Quelques semaines après pourtant, je quittais celui avec lequel je voulais me marier, je commençais un boulot plein d’avenir et le quittais quelques années plus tard. bref, tout ce bonheur “simple”, tracé, “sur le papier”, tout ce monde de certitudes s’est écroulé.
ça s’est écroulé tout simplement parce que ça n’était pas mon monde. De manière très inconsciente, être performante dans le regard des autres ne m’intéressait plus. non que je renie quoique ce soit ou que ce que je pouvais ressentir à l’époque ne soit pas véritable, mais le monde psychique dans lequel tout cela s’inscrivait était celui… de l’enfance. Eh oui : pourquoi vouloir performer “objectivement” si ce n’est pour être aimé “objectivement” de Papa, Maman? (NB1 : mon père est prof)(NB2 : mes parents sont viets). Le temps était donc venu de sortir de cet âge. Et c’est comme ça. Ce chagrin que j’ai ressenti c’était un peu celui du paradis perdu. non que je sois malheureuse aujourd’hui, au contraire, mais ce passage à l’âge adulte m’a menée sur un chemin tout autre, infiniment plus complexe, infiniment plus beau aussi (putain, quel cauchemar d’être aimé juste parce qu’on est performant!) sur lequel j’ai fait tellement d’erreur, sur lequel j’ai tellement erré justement, mais sur lequel je me suis trouvée. ça me noue de l’écrire.
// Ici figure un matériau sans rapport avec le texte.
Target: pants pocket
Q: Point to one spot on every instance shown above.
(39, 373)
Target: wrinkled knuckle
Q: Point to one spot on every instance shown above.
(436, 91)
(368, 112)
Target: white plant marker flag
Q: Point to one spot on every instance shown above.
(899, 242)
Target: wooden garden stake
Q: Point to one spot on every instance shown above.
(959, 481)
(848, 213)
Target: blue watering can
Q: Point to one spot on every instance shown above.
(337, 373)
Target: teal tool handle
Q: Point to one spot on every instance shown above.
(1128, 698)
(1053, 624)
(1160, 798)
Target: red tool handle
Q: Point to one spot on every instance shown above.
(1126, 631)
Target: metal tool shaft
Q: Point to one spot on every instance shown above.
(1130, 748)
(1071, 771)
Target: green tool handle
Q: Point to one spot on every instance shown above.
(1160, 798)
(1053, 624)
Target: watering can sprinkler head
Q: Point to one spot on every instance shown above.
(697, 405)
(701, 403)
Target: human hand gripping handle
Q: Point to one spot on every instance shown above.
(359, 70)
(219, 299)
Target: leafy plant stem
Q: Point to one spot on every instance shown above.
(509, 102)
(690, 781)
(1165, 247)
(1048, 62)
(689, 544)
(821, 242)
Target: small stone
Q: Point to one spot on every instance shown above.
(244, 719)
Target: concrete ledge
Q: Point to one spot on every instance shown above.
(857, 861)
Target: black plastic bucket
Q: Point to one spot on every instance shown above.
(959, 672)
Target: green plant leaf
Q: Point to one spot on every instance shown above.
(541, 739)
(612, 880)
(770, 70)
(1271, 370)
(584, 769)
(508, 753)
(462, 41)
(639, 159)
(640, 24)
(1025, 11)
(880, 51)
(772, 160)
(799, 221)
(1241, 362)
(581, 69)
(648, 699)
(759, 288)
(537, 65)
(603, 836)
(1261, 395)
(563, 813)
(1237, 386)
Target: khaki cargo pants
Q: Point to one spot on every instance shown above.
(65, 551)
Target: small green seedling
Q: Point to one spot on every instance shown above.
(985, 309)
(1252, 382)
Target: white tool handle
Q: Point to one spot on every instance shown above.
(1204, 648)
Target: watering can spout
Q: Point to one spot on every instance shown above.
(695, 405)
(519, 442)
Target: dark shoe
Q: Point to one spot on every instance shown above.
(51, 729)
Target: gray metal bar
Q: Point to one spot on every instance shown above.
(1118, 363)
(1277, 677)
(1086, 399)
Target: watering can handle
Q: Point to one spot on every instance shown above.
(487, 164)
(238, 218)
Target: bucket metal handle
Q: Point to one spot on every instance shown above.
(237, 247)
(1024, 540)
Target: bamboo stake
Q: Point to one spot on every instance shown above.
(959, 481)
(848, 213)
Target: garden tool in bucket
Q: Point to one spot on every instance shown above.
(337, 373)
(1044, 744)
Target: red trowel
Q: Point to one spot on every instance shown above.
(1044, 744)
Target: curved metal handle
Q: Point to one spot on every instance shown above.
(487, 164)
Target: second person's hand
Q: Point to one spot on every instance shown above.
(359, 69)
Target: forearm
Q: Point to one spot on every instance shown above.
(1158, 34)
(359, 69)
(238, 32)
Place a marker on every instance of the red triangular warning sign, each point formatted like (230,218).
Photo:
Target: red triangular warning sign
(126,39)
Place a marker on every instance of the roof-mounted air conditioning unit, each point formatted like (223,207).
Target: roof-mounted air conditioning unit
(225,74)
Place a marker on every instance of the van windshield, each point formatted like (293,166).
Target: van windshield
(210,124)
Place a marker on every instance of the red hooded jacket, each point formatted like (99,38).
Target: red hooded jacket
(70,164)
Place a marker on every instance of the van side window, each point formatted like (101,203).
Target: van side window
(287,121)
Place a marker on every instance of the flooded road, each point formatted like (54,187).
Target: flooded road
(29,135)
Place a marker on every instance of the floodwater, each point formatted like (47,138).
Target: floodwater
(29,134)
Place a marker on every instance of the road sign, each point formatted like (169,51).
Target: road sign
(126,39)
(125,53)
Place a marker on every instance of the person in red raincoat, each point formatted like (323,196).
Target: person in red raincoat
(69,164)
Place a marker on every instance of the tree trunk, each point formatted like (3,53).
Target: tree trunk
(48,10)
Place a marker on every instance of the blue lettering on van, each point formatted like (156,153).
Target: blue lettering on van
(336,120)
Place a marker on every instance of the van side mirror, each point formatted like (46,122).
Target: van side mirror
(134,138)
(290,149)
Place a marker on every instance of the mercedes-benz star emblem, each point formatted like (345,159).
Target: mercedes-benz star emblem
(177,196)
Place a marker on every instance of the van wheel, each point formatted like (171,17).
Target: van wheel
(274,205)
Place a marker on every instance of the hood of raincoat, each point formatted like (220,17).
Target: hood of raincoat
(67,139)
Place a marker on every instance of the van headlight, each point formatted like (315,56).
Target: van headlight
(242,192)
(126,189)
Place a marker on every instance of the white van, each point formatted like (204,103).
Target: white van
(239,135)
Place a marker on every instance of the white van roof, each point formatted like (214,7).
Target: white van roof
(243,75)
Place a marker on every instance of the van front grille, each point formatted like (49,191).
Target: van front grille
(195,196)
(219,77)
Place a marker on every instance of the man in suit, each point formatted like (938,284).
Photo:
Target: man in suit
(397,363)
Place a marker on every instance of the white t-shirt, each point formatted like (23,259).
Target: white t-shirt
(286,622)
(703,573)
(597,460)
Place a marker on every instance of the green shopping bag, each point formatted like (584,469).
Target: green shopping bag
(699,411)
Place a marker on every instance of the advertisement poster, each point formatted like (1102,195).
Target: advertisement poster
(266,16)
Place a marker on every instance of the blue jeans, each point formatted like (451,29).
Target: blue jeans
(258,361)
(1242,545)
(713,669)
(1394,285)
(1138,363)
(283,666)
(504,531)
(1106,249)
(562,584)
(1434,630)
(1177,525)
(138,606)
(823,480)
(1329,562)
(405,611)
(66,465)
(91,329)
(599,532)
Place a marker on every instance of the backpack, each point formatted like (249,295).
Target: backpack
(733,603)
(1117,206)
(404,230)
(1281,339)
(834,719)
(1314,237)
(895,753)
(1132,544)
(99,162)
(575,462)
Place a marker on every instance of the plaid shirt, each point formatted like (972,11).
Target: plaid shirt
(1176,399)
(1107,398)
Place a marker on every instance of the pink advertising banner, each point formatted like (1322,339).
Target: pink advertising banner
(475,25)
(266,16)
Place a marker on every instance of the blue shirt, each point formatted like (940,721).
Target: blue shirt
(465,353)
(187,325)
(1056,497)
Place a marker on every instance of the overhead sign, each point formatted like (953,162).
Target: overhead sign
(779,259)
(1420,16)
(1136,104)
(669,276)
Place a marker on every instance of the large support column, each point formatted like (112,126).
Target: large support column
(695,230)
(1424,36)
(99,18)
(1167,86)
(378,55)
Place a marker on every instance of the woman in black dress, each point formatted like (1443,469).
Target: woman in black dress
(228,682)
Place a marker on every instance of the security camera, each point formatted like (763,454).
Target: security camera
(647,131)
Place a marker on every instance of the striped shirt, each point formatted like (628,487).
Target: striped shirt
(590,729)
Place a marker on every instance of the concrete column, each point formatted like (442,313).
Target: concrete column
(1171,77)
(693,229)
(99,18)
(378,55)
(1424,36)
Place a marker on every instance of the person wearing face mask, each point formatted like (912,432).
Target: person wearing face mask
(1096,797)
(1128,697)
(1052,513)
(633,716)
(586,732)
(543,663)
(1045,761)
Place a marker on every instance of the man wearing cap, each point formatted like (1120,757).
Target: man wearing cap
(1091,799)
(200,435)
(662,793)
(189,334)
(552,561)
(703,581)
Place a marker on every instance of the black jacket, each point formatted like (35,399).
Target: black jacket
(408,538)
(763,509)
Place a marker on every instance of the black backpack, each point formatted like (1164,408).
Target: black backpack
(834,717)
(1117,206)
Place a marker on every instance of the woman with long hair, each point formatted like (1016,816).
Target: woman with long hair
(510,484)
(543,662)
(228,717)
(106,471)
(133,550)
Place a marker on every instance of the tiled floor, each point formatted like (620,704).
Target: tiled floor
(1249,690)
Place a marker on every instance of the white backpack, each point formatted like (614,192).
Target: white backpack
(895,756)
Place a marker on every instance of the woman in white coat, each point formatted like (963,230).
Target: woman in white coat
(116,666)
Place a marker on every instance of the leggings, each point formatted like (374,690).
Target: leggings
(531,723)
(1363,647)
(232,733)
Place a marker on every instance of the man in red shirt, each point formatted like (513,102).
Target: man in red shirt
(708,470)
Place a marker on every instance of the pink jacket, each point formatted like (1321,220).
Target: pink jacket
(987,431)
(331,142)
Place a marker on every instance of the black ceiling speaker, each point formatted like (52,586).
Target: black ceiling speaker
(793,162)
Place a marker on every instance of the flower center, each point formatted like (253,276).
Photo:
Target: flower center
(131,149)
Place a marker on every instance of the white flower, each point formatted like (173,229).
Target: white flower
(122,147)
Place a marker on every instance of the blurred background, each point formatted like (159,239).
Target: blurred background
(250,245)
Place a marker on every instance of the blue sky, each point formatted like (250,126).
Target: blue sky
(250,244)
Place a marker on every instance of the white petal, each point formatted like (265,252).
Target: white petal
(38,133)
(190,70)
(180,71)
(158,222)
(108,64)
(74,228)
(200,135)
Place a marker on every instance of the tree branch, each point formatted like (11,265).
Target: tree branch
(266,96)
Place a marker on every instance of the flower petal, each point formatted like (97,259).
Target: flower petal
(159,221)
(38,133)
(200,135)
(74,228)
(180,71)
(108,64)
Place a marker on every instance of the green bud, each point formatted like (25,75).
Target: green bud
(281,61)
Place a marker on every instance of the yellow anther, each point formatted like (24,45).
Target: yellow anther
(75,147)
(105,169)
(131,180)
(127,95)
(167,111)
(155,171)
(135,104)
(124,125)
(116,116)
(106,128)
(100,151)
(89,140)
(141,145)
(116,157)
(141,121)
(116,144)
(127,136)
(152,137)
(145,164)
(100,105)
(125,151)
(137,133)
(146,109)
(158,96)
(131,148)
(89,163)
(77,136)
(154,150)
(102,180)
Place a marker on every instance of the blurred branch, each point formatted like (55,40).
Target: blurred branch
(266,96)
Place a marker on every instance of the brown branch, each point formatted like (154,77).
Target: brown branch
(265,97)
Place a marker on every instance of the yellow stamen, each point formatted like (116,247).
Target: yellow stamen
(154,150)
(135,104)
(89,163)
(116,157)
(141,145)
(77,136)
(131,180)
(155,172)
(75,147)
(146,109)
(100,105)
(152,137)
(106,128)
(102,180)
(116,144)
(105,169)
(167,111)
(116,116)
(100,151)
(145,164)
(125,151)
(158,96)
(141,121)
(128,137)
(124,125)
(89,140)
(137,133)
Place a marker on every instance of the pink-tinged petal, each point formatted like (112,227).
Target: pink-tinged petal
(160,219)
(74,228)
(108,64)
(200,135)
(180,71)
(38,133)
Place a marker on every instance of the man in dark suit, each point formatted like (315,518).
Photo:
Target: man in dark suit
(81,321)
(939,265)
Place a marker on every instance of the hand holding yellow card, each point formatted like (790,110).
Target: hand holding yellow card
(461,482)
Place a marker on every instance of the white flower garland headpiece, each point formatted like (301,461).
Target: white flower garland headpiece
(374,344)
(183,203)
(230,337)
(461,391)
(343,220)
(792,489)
je crois que ma plus belle réussite, en dehors de mes mômes, il s’entend, je n’ai jamais rien fait de mieux, c’est qu’aujourd’hui, me semble-t-il, pardonnez cette fois-ci mon émotion, c’est qu’aujourd’hui, je me trouve “subjectivement” belle. il m’aura fallu 20 ans, pour me sentir véritablement un sujet, non plus un simple objet, de ma propre vie.